主に手話やろう重複の仲間たちのこと、それと新聞記事や本から感じたことを書き込んでいきます。皆様よろしくお願いします。

「聞き取り通訳すると難しい文」ってあるのか?

2010年08月25日 21時58分02秒 | sign language
昨日は、久しぶりに元地元手話サークルTへ。8月第4週はテープを聞いての「聞き取り通訳練習」でした。
これがまぁ~エラい難しかった。最初は「音声を吹き込んだカセットテープが聞きづらい」とかいろいろ言い訳してたのですが、何度やっても難しい。どういう訳なんだろう。
最後にろう者のTさんから講評。「みんな日本文に拘りすぎてて、何を言ってるかさっぱりわからない」とのご指摘。まったくそうでしょう。自分で「何が言いたいのかどうもうまくつかめないまま手を動かしている状態」だったから。
活字で読めば何でもない文章なんですが、どうもうまいこと通訳できませんでした。原因は何だったんだろうと考えてみると・・。

(1)教育関係の単語に慣れていなくて聞き取れない。
 例①「文章題の無解答が目立つ」→「文章題」って?→数式でなくて問題が文章で書いてある問題って意味ですよね?一瞬「どういうのだったっけ?」と考えてしまった。
 例②「大学を卒業した新社会人」→「新」って?→新しく会社に入ったばかりの人のことですよね?わかってるんですが「社会」って手が動いてしまって・・・。詰まってしまった。
 例③「ゆとり教育」からの転換→最初にやった人は「豊臣」「豊島区」の「豊」って手話やってくれましたが・・全然意味分からなかった。でもじゃあ自分はどう表現するの?って問われたら・・詰まります。下手すると「暇な教育」に受け止められちゃいますよねぇ~。

(2)言い回しに惑わされて、頭がフリーズ。
 例③「好き、嫌い」しか自分の意見を言えないような人→質問がなくていきなり「好き、嫌い」という文章が耳から入ってくると、ロールシフトが出てこない。
 例④「しかも今年は国会決議に基づく『国民読書年』。→体言止めというか、固有名詞で終わってしまう文章って、”だから何だっていうんだよぉ~?と泣きたくなる。そもそも『国民読書年』って知らなかったし、何の『国会決議』があったかも知らなかったし・・泣く。
 例⑤「2月12日付け本紙『現論』で、興味深い話を紹介している。」→そもそも『現論』って沖縄タイムスの社説なのかな? そのうえ「興味深い話を紹介」って・・・日本語にとらわれてしまって全然ダメでした。
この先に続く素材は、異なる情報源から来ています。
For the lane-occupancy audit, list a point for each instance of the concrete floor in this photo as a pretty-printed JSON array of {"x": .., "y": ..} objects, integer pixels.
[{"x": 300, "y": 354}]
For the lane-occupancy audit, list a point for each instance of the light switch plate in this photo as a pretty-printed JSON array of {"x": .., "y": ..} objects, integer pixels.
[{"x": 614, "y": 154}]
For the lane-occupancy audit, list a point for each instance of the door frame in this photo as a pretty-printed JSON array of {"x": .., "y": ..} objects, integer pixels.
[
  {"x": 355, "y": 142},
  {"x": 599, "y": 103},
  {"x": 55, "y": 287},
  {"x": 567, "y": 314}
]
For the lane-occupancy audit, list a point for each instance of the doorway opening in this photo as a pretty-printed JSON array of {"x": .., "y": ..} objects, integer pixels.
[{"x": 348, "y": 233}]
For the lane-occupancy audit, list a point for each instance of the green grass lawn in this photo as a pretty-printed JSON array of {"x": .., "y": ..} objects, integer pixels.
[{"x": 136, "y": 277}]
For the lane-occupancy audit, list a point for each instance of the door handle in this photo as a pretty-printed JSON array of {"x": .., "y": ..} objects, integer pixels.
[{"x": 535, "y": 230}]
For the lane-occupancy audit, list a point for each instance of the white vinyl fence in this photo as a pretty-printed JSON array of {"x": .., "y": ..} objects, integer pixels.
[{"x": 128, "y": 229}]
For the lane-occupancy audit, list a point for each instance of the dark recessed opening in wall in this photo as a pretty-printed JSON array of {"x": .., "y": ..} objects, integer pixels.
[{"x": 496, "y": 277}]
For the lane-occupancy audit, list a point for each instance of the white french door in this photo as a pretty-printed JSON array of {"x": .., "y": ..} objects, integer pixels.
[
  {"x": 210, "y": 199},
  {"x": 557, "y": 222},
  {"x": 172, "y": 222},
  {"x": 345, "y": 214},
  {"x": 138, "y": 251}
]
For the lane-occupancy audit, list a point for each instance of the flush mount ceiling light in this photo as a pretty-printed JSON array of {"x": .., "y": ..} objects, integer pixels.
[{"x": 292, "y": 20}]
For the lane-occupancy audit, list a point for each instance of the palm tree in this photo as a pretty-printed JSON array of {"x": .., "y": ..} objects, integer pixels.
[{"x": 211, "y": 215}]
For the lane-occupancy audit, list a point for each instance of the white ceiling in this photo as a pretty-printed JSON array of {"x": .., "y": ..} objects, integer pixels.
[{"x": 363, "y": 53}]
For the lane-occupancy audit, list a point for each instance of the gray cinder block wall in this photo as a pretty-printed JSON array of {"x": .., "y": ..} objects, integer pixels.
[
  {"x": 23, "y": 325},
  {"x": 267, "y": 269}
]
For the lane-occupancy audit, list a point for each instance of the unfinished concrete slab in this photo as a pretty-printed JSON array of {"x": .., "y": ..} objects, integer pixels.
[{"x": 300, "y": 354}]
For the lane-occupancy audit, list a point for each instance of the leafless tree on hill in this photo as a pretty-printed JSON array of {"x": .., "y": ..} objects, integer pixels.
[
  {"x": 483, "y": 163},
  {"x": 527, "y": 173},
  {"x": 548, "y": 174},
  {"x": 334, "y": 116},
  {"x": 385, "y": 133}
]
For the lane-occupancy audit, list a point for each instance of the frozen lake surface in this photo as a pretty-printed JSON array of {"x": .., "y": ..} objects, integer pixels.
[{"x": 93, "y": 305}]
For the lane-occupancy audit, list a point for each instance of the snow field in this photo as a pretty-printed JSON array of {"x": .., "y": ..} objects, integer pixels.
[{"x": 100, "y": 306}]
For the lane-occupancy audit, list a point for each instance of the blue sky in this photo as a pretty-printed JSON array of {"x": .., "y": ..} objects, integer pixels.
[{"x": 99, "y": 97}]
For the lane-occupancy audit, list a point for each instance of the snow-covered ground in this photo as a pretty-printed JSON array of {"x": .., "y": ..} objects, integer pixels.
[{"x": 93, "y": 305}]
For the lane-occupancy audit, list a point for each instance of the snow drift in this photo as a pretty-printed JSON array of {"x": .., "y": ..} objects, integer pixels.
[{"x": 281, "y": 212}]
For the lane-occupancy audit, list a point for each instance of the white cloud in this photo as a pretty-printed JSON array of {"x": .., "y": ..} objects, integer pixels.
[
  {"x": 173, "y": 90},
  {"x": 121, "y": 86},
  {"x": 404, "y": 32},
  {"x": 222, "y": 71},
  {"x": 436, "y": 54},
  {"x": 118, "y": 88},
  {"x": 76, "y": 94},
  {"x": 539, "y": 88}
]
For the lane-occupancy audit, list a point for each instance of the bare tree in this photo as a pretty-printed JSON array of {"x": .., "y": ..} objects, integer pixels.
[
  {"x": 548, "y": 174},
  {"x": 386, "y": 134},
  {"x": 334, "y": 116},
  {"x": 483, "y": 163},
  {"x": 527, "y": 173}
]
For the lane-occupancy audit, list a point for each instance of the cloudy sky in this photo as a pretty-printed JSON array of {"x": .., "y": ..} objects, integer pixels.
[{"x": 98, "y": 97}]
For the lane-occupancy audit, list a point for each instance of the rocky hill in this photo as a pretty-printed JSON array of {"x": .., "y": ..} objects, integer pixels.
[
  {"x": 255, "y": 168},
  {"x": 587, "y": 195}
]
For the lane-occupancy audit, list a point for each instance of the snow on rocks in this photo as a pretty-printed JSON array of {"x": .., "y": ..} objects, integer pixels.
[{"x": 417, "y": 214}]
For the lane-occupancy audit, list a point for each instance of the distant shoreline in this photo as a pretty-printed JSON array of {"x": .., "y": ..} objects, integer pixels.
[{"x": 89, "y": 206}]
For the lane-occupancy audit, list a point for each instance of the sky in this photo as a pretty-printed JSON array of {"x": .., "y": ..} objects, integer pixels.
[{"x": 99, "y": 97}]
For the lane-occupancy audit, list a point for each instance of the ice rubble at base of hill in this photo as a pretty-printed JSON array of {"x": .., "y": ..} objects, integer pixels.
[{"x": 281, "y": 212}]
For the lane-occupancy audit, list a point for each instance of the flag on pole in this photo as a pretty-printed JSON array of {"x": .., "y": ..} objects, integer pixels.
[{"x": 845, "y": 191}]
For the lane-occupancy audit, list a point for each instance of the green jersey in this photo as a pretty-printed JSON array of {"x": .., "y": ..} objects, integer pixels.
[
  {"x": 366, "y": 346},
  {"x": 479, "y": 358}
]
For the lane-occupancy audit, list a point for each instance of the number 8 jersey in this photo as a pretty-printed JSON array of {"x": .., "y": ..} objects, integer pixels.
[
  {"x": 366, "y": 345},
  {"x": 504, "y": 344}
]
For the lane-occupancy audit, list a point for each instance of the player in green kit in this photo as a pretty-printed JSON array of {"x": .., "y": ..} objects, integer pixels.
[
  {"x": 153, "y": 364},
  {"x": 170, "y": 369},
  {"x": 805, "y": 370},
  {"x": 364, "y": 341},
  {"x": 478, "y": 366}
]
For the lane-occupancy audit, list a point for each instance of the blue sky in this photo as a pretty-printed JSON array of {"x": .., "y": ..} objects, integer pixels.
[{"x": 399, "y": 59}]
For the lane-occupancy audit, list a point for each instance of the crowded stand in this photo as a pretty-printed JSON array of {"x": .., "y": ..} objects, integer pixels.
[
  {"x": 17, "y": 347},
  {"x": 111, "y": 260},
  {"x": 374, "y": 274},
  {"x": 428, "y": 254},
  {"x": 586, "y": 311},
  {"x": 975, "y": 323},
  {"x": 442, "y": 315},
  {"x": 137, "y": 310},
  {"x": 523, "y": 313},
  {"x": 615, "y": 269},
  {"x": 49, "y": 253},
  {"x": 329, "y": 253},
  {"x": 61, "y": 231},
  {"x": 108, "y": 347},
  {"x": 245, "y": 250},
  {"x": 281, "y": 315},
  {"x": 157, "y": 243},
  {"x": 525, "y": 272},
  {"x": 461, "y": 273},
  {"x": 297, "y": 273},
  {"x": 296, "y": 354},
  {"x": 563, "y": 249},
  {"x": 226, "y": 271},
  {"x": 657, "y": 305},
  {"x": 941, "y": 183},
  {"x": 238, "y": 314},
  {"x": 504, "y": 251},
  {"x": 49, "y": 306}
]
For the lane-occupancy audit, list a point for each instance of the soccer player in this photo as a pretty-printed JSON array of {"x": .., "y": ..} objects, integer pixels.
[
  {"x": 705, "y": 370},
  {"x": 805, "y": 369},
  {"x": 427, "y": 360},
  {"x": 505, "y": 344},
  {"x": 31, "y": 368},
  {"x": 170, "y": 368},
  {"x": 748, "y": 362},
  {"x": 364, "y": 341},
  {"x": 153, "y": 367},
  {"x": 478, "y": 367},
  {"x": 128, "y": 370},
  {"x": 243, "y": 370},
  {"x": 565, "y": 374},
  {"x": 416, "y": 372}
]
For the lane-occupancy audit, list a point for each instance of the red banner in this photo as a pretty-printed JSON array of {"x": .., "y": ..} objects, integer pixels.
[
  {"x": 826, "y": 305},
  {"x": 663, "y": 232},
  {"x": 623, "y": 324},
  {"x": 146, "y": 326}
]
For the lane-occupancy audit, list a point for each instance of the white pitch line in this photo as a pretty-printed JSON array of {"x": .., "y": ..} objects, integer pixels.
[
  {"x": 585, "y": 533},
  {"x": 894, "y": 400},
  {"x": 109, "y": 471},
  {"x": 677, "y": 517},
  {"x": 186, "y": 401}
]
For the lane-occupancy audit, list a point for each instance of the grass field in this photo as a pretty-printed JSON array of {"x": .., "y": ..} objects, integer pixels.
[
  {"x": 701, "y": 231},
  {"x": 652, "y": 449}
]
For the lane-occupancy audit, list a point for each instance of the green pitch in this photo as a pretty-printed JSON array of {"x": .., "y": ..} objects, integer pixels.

(3)Tさんからも指摘されたんですが、登場人物の関係を瞬時に把握するのが難しい
 例⑥「子どもの遊びの時代的変遷」のパラグラフ→「卒論を読んでて、田中さんは」・・あとから「田中さんは」って出てくるから、卒論を読んでたのが誰か一瞬混乱する。
 例⑦「遊びの中に読書が全く出てこないのに気づいた」→「気づいた」のは田中さんだよなというのは分かるのですが。「出てこない」って誰の話?と思ってしまった。卒論で調べた対象者の遊び経験の中にっていう意味なんですが・・・。
 例⑧「私にとって読書は遊びの筆頭だった」という田中さんと違って、一般に→ここも「田中さん」があとから出てくるから「私にとって」って?と一瞬詰まって、さらに「と違って」でガクッとなって、さらに「一般に」で「一般」ってだれ?と思ってしまった。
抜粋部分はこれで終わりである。